Over the last 20 years, more than 3 million U.S. youth in grades 4-12 have been surveyed about their experience of 40 Developmental Assets®, which are relationships, opportunities, values, skills, and self-perceptions, ranging from family support, high expectations, and participation in youth programs, to school engagement, interpersonal competence, and a sense of purpose, that Search Institute researchers have identified. The developmental assets repeatedly have been found by both institute researchers and other scholars in both cross-sectional and longitudinal studies, and across diverse samples, to be linked to better developmental outcomes among adolescents, including lower levels of high-risk behaviors such as aggression and violence and higher levels of thriving such as school success The flagship survey that measures the individual 40 assets (the Search Institute Profiles of Student Life: Attitudes and Behavior (A&B) survey) has been highly successful in helping more than 3,000 U.S. communities create snapshots of their youth but it is a relatively lengthy survey (160 questions), and was not designed for tracking change over time, a feature most youth-serving organizations and programs increasingly desire.
To offer an alternative way of measuring the developmental assets, the institute introduced the Developmental Assets Profile (DAP) in 2005. The 58-item DAP, which can be completed in 10 minutes by those with a 6th grade reading level, measures young people’s reported experience of the eight categories of developmental assets (i.e., not the 40 individual assets): Support, Empowerment, Boundaries and Expectations, Constructive Use of Time (“external” assets provided by others), and Commitment to Learning, Positive Values, Social Competencies, and Positive Identity (“internal” assets youth develop on their gradual path toward self-regulation). As part of its development, the DAP scales, as well as Internal and External assets scales, have been found to have acceptable to good alpha reliabilities, stability reliabilities, and validity in U.S. sample field testing. For example, all the alphas were .80 or above, and all the test-retest coefficients were .60 or above, with the great majority above .70. Moreover, the DAP results based on asset categories were highly correlated with the lengthier A&B survey of individual assets, providing evidence of convergent validity.

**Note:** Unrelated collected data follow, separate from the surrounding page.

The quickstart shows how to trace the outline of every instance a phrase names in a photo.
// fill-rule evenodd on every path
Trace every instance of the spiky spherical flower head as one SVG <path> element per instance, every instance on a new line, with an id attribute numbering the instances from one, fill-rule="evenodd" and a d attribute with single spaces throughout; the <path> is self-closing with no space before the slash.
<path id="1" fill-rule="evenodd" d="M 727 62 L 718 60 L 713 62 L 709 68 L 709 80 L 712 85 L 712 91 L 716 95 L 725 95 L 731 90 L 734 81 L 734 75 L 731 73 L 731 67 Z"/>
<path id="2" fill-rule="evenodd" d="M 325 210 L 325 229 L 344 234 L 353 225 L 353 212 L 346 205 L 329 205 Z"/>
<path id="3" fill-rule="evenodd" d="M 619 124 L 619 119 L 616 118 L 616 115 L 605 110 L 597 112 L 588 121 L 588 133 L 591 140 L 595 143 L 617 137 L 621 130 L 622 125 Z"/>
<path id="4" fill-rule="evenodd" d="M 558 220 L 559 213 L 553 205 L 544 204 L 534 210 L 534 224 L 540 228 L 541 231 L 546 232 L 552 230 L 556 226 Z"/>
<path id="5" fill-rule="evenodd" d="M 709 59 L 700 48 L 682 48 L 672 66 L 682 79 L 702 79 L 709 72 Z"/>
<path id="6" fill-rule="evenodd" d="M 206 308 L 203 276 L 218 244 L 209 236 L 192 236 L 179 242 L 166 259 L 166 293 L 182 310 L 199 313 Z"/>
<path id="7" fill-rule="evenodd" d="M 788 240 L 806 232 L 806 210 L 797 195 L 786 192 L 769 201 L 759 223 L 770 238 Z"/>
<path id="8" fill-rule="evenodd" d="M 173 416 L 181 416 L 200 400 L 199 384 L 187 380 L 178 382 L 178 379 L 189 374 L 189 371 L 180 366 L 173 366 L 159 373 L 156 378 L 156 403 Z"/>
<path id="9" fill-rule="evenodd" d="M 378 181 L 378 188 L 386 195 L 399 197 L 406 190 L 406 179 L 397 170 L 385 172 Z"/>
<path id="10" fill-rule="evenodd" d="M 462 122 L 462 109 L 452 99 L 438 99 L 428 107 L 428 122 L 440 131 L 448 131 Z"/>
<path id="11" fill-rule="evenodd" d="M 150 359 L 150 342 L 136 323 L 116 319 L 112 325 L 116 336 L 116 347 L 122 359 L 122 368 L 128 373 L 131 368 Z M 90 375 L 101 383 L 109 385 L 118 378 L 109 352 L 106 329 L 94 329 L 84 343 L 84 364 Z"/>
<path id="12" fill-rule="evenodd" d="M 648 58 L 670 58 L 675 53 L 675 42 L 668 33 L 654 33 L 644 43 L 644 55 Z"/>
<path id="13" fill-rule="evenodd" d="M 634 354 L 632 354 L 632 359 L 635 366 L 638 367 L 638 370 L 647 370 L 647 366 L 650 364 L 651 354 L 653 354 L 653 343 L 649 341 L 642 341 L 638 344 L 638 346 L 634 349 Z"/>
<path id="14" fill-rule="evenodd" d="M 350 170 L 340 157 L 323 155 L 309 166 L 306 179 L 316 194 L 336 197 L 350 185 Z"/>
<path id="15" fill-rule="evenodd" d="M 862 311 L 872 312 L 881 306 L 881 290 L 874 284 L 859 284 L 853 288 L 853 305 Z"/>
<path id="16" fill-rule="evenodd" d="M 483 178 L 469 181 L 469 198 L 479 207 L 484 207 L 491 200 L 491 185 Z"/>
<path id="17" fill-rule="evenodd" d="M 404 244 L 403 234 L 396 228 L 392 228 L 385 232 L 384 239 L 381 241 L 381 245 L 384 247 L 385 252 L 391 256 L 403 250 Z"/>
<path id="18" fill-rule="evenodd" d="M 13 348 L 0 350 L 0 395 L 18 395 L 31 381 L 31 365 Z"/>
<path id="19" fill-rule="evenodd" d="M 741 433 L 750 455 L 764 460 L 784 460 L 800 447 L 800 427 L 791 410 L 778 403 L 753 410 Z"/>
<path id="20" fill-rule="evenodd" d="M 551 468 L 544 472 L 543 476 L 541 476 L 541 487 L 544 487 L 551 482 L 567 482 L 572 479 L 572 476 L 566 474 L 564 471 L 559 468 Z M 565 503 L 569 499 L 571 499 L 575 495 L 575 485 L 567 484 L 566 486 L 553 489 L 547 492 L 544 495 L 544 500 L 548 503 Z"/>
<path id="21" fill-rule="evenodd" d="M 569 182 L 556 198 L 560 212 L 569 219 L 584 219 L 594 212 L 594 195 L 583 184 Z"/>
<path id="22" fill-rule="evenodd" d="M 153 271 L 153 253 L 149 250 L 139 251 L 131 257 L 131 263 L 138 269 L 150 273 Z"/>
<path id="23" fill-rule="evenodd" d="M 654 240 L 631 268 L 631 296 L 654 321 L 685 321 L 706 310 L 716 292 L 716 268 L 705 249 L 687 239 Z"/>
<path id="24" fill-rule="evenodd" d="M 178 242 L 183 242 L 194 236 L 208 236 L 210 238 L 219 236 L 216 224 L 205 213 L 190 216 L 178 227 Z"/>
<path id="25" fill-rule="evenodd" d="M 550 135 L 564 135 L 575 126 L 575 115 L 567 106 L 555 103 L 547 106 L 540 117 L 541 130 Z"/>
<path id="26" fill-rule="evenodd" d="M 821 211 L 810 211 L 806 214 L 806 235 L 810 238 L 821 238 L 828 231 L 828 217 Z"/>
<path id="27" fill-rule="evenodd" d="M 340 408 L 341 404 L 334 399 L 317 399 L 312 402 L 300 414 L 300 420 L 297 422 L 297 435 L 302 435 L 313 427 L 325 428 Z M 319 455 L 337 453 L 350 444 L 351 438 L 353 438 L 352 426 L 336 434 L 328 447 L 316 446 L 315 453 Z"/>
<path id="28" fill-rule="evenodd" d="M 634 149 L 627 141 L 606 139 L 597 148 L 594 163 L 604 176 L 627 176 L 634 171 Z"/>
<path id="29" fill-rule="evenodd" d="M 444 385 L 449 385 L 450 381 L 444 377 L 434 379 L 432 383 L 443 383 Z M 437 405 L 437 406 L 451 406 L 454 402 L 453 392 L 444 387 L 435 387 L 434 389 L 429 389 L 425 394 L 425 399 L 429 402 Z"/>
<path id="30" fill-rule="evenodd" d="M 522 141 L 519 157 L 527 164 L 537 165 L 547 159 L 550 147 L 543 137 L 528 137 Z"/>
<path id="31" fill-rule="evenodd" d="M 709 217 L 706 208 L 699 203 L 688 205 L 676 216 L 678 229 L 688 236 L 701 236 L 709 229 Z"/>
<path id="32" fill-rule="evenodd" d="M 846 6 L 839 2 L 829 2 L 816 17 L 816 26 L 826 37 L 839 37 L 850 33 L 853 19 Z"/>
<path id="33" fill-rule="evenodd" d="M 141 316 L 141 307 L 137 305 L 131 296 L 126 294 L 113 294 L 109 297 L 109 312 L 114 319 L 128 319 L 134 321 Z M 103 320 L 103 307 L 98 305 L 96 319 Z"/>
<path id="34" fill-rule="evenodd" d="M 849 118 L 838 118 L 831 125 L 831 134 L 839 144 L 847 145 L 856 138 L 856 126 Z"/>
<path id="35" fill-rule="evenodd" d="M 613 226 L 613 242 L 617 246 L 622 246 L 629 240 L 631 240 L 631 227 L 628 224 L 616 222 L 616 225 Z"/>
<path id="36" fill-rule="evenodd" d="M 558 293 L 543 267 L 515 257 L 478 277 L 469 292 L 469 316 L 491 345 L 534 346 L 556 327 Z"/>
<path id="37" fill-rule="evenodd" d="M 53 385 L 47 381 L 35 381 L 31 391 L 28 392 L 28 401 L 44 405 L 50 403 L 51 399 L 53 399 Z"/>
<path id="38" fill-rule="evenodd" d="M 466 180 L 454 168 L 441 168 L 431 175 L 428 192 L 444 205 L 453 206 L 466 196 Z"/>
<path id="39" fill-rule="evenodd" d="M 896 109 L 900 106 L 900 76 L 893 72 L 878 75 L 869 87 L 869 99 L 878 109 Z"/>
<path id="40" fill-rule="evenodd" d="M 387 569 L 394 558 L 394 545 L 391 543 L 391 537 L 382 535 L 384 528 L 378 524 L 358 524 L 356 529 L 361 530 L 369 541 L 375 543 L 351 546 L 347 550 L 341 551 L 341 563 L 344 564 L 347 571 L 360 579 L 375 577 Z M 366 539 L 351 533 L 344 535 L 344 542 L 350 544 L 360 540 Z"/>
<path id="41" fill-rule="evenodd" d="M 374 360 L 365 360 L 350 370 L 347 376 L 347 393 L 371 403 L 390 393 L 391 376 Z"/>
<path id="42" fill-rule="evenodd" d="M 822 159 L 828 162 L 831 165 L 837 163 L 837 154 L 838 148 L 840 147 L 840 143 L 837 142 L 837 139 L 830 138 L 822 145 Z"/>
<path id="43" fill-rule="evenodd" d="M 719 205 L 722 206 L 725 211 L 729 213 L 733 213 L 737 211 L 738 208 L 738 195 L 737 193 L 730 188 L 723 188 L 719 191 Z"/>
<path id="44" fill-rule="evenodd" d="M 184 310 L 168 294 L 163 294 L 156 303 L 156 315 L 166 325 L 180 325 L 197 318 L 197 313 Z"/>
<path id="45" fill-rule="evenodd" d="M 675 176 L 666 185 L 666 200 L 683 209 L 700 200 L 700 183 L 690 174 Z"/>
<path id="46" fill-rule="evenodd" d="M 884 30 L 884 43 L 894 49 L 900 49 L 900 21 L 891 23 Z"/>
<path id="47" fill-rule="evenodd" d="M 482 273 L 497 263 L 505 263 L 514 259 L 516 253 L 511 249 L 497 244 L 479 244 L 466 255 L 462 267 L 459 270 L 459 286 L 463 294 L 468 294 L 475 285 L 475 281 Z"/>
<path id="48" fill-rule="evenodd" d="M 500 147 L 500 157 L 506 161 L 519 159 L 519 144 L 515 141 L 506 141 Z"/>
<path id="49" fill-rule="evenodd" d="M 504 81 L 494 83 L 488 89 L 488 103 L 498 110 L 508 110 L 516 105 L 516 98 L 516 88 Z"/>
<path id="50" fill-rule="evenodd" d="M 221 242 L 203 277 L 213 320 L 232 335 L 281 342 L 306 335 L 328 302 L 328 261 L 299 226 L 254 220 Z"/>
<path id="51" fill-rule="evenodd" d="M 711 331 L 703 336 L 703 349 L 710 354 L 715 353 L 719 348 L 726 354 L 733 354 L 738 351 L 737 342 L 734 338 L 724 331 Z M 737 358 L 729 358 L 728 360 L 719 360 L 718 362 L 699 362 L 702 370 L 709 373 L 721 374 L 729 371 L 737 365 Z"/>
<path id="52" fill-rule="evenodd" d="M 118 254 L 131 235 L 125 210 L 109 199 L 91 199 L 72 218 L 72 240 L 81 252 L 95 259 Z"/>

Interest in the DAP internationally is growing. The simplicity of the instrument, and its versatility for use in programme planning, advocacy, community mobilization and individual coaching and mentoring is very attractive to non-government organizations working with youth. 21 countries from every continent have adapted the DAP. World Vision partnered with SEARCH to adapt 2 of these in Armenia and Albania. The results show generally good internal consistency reliability of the scales across cultures, and somewhat more mixed stability reliability, with some scales proving to be less robust either internally or over time. Because of this experience, World Vision considers the DAP to be a promising instrument for assessing its target of children report an increase in well-being.